Carranza agreed that despite its challenges, life on Broadway was very rewarding.

“After one performance,” he recalled, “my mom came up to me and said, ‘I’m so happy that you are happy with your life.’ To me, there’s no greater thing you can hear from a loved one.”

Many students were curious to hear how the performers’ audition experiences compared with the process depicted in “A Chorus Line.”

“Auditions are much more enhanced than they were in the 1970s,” said Carranza. “Now, you are actually a name, not just a number. And dancers are no longer in their own little world. Directors want a ‘triple threat’ — someone who doesn’t just dance, but can also sing and act.” Carranza noted that “Chorus Line” was one of the first shows to “break the barrier” of a single-talent approach to hiring.

Woodies also mentioned that as the economics of show business changed and productions became more expensive, directors needed performers who exhibited talent in all three areas. Furthermore, she said, because rehearsal time for productions grew shorter, the talent “had to get brighter.”

With the bar set so high, how do Snelson and Carranza face an audition?

“It can be very intimidating, but the light in your soul that loves to perform will shine through,” Snelson said. “The people behind the table will see that.”

There was no director’s table in the studio last Tuesday, but the energy was still palpable as students took to the dance floor.
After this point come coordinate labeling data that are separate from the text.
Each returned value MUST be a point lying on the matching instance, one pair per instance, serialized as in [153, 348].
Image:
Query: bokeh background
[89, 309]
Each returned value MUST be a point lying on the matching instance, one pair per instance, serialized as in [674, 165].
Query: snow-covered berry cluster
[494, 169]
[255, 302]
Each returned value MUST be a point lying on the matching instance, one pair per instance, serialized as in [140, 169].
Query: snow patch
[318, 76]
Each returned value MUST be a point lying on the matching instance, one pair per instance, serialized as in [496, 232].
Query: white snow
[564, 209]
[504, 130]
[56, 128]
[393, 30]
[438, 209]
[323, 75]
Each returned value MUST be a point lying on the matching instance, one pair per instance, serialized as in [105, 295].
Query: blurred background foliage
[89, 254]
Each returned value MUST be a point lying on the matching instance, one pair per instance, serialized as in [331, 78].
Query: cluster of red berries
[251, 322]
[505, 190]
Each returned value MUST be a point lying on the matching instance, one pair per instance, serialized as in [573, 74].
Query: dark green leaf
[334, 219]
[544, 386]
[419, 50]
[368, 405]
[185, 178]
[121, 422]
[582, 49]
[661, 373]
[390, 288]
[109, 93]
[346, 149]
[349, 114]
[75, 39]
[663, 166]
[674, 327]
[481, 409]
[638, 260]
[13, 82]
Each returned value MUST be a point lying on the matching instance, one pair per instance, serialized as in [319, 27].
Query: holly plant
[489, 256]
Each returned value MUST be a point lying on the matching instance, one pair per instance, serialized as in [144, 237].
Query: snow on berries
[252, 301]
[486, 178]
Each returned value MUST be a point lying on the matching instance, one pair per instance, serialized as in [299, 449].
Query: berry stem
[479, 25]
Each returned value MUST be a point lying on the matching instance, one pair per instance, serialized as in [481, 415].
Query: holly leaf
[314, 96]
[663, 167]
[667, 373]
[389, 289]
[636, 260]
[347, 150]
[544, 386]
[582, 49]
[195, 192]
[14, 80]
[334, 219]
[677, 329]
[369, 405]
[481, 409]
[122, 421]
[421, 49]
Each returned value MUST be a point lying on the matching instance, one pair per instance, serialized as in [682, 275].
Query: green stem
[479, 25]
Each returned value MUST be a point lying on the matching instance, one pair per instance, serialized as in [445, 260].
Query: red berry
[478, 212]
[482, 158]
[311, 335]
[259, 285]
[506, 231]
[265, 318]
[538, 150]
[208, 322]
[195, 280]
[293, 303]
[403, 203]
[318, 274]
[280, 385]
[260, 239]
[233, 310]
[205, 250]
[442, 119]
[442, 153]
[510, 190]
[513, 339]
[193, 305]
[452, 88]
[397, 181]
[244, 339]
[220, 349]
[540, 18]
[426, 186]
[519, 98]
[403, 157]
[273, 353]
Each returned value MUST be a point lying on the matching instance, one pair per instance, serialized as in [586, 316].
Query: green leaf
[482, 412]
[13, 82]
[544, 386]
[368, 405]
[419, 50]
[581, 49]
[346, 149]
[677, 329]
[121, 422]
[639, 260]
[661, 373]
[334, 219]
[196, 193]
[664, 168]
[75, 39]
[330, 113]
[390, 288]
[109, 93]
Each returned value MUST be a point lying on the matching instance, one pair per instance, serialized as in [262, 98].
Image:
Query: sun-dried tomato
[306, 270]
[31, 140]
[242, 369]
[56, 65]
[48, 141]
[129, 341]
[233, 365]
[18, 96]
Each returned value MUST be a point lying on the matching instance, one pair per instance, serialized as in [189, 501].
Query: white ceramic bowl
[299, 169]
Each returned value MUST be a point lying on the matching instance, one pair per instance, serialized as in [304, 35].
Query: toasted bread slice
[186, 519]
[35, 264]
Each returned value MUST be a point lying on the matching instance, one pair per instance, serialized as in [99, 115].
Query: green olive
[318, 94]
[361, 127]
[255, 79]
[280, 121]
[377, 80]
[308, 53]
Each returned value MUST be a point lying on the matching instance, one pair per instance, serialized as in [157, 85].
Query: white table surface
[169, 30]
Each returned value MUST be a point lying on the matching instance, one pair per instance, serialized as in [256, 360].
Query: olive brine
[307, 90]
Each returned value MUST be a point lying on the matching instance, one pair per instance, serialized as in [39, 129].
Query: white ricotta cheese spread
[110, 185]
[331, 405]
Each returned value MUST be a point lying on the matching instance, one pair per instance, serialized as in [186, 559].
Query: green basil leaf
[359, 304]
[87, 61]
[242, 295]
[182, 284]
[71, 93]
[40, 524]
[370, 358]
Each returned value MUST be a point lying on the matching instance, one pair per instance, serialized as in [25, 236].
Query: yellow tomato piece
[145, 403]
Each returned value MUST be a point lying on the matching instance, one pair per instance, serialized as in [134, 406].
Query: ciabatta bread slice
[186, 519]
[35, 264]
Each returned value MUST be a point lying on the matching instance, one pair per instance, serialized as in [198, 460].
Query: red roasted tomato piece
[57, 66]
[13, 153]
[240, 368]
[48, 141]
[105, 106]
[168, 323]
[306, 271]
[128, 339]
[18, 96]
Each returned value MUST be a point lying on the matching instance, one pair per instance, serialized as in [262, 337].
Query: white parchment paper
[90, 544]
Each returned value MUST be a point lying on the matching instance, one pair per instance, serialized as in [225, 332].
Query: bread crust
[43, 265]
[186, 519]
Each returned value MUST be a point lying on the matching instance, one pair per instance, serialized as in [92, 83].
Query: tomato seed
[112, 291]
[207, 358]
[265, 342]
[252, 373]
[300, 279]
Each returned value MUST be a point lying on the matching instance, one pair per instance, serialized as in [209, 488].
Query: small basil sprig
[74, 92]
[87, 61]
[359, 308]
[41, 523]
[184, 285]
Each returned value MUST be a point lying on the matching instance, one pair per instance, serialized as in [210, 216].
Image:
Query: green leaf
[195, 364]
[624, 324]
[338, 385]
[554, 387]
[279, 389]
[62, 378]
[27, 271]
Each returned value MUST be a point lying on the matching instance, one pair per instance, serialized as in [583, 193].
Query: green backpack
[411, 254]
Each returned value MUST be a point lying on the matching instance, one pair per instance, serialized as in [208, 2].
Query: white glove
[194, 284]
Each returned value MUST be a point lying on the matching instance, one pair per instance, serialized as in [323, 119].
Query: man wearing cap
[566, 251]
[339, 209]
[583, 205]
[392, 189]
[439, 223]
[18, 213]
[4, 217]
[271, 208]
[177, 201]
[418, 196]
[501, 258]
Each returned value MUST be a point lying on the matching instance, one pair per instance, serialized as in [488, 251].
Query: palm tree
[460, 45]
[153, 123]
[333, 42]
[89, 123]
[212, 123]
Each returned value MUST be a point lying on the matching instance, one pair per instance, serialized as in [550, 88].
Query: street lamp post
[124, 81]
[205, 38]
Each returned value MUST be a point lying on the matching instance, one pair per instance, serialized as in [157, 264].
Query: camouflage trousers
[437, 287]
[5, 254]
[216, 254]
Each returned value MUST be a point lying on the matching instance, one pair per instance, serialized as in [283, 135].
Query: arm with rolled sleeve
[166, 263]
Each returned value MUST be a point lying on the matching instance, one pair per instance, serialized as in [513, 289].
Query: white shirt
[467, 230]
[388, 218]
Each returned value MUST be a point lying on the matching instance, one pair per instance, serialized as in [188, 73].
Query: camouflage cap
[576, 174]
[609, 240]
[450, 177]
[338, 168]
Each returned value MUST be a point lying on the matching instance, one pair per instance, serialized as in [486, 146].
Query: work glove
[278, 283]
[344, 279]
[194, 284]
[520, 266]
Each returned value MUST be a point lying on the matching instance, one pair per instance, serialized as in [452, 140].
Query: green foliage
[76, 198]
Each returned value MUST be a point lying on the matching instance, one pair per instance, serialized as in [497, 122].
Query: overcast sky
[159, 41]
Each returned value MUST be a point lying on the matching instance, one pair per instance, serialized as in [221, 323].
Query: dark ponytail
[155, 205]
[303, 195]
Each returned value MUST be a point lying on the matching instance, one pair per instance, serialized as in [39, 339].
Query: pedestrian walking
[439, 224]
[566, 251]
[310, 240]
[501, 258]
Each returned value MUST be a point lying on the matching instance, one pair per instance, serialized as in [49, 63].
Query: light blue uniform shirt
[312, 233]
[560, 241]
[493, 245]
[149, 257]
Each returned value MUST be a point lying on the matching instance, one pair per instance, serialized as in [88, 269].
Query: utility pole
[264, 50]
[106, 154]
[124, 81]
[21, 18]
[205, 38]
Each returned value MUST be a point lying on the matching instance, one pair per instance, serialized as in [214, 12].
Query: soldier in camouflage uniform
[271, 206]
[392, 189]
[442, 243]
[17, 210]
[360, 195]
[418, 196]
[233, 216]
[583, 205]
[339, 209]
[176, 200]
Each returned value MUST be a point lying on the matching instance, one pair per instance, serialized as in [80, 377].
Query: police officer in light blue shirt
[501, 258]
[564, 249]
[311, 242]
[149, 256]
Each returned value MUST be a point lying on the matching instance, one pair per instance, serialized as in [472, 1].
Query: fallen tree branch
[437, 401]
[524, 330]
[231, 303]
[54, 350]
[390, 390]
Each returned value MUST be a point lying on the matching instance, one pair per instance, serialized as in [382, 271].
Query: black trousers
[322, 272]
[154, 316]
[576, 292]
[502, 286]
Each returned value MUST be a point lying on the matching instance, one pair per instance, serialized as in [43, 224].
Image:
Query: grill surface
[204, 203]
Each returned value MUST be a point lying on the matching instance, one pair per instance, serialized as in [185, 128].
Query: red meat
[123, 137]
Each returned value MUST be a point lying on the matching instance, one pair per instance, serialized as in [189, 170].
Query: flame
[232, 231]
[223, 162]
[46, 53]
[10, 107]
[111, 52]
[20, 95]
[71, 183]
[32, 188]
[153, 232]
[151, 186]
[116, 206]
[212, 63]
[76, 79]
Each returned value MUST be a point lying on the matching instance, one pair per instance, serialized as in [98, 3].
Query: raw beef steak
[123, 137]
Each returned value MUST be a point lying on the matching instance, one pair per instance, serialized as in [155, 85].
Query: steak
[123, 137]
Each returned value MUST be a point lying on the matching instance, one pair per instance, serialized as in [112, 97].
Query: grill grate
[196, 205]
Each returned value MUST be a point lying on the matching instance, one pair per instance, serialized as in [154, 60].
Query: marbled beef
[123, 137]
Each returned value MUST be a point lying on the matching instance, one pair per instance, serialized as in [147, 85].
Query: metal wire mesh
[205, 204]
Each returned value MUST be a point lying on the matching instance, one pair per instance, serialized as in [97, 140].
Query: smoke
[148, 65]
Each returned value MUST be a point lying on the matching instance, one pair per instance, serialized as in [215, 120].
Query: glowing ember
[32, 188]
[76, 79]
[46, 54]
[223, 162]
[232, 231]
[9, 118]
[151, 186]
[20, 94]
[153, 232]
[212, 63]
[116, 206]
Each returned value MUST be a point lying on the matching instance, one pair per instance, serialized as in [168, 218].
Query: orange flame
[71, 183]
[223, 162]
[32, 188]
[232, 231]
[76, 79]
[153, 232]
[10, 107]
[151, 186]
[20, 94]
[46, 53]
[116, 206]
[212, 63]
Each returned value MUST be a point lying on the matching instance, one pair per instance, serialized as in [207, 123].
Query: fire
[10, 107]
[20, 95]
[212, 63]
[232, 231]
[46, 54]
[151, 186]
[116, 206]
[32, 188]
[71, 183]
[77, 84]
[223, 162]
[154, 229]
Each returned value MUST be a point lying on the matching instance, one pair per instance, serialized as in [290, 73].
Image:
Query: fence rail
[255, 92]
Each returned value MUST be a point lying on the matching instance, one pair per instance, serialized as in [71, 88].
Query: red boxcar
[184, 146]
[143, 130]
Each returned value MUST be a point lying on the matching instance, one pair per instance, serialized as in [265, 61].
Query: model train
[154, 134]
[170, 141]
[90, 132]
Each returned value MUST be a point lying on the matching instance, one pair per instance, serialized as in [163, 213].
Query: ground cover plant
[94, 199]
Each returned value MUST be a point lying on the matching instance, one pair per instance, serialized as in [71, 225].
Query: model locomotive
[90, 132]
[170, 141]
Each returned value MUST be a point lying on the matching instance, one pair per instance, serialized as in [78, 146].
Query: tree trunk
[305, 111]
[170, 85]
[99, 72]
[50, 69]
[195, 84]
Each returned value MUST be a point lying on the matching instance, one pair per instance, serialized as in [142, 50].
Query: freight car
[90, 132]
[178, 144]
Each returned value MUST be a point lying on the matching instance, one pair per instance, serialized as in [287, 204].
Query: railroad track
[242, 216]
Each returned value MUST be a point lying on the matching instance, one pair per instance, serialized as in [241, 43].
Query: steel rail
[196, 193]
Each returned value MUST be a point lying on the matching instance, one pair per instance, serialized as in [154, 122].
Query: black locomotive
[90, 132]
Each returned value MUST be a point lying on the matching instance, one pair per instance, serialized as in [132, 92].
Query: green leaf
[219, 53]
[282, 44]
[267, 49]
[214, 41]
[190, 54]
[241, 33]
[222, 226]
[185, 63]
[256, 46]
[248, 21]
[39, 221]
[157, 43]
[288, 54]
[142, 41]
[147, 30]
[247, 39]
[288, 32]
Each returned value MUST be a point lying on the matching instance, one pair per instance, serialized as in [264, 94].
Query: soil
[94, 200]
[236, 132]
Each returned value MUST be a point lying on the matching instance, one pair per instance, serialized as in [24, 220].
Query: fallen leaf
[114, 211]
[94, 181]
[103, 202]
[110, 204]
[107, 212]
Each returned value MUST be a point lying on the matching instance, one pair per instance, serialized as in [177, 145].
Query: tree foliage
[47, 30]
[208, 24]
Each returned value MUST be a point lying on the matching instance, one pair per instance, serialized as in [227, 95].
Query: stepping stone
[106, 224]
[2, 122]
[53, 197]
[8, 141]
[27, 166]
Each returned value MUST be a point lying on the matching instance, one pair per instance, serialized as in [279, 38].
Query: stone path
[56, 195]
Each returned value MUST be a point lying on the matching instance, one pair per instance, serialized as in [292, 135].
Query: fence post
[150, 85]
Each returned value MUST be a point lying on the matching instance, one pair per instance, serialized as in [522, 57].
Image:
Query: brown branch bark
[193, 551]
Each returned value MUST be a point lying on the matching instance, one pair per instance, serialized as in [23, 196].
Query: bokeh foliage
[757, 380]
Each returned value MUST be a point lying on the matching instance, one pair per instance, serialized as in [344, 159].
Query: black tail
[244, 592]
Following a brief warm-up, they lined up to perform “One” with Carranza and Snelson. Teaching Fellow Matt Corriel ’05 accompanied the group on piano, while Carranza called out the steps.

“Change! Toe-ball-heel! Lunge!” he called. “Hats at a jaunty angle! Think of every movement as a picture, precise and sharp. Keep your elbow in line or you’ll smack your neighbor.”

The students had learned the steps with Woodies in a prior class, during shopping period. Practice time was limited to less than two hours, though, because Woodies also had to discuss the syllabus and cover administrative details.

“We really had to plunge right in to prepare for [the performers’] arrival,” said Woodies.

Despite the quick preparation, the students knew their moves well. Rather than teach the steps, Carranza and Snelson were able to focus on small details that would improve the overall performance: the tip of a hat, the flick of a wrist, a smoother way to turn.

“I’ve gotta call up my agent,” Carranza joked, “because it looks like I may be out of a job soon.”

Some of Woodies’ students have Broadway aspirations, but many plan to pursue careers in other fields. Woodies is confident, though, that the course will have a positive impact on all who are enrolled.

“The freedom to communicate with your body, voice, and spirit allows you to do anything,” she said.

Snelson shared a similar sentiment.

“It’s been said for years now that any sort of music or arts education helps with other subjects, such as math,” she said. “It certainly helps your hand-eye coordination, which will be useful for any pre-med students in the room!”

If last Tuesday was any indication, the coming semester holds plenty of excitement for the students in Woodies’ class. They will face papers and exams, of course, and challenging assignments as they unravel the complex history of musical theater. Last week, though, they could focus on one singular sensation: the opportunity to dance for Broadway stars.